The two are independent, which gives you four possible modes. The three useful ones look like this:

Default: both knobs on. Audio plays, lip motion driven by audio.

preserveAudio: false. Output is silent. Lip motion still plays.

sourceAudioSync: false. Audio plays, but the character's lip motion isn't driven by it.

The default (both on) is the right call for direct character swaps where the new character should appear to speak the source's lines. Flip preserveAudio to false when you intend to re-dub or re-score the output downstream and don't want the source audio bleeding through. Flip sourceAudioSync to false when the source audio is incidental (room tone, music, ambient noise) and shouldn't pull the character's face around to "match" it.

Limits

Two situations where Replace stops being predictable.

Extreme camera motion with no face anchor in the source. Whip pans, handheld chase shots, and footage where the on-camera character is mostly seen from behind give the model very little to track. The result is usually a scene rewrite: the model improvises a new action that fits the reference, often producing a clip that's plausible on its own but unrelated to the source.

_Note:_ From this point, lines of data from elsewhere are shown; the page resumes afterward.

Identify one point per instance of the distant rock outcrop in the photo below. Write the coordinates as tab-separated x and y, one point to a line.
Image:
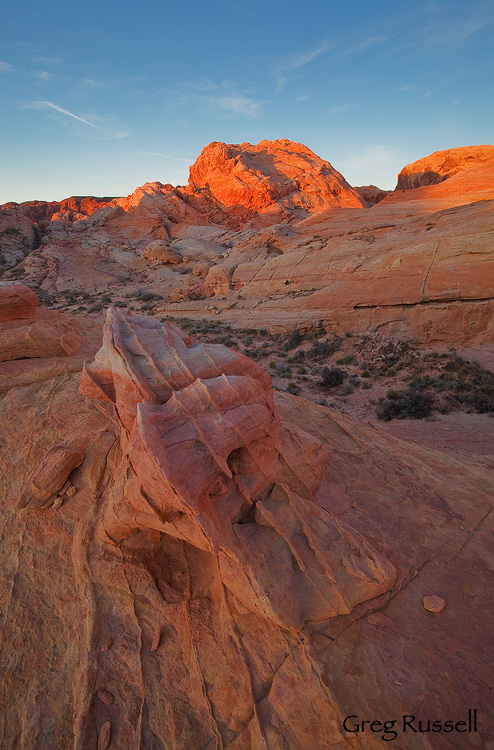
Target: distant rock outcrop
372	194
279	174
440	165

Source video: handheld chase shot through an alley, the runner is seen from behind, no face visible to the camera

Output: the model improvised. Aiden runs toward the camera instead, in a different scene that fits the reference.

The fix is to use a source video with at least a brief moment of the character's face visible to the camera. If the entire source has no face anchor, expect improvisation, not preservation.

Multi-character ambiguity. When the source has multiple on-camera characters and the references look similar to each other (similar hair, age, gender, clothing), auto-assignment becomes unreliable. The fix is the position-mapping prompt described in Multiple references for multiple characters. Always reach for an explicit prompt when the references aren't visually distinct.

Tips

Match the reference's gender to the source's voice. The source audio is preserved by default, so a male reference into a female-voiced source produces a male face with a female voice. Gender-match when voice and face alignment matters, or flip preserveAudio to strip the source audio entirely.
Send a clear chest-up reference when you can. The model tolerates varied framing, but chest-up portraits with the face clearly visible give the most consistent identity retention with the least friction.
Use three angles when identity has to hold through head turns. Front plus 3/4 left plus 3/4 right is the canonical trio. One front reference is usually enough for static or near-static shots.
Use a position-mapping prompt for multi-character sources. Auto-assignment works when the references are visually distinct, but a prompt that names each reference by its position ("the woman on the left with reference image 1") removes ambiguity in every case.
Pick the resolution to match the destination. Output inherits the source's aspect ratio, so the only call is 720p versus 1080p. 1080p doubles the per-second cost. Reach for it when the output is going to a high-resolution destination.
Omit fps to inherit the source video's frame rate. The schema only accepts 24 or 48, and most workflows want the source's native rate carried through. Setting fps explicitly is only useful when re-targeting the output to a specific delivery format.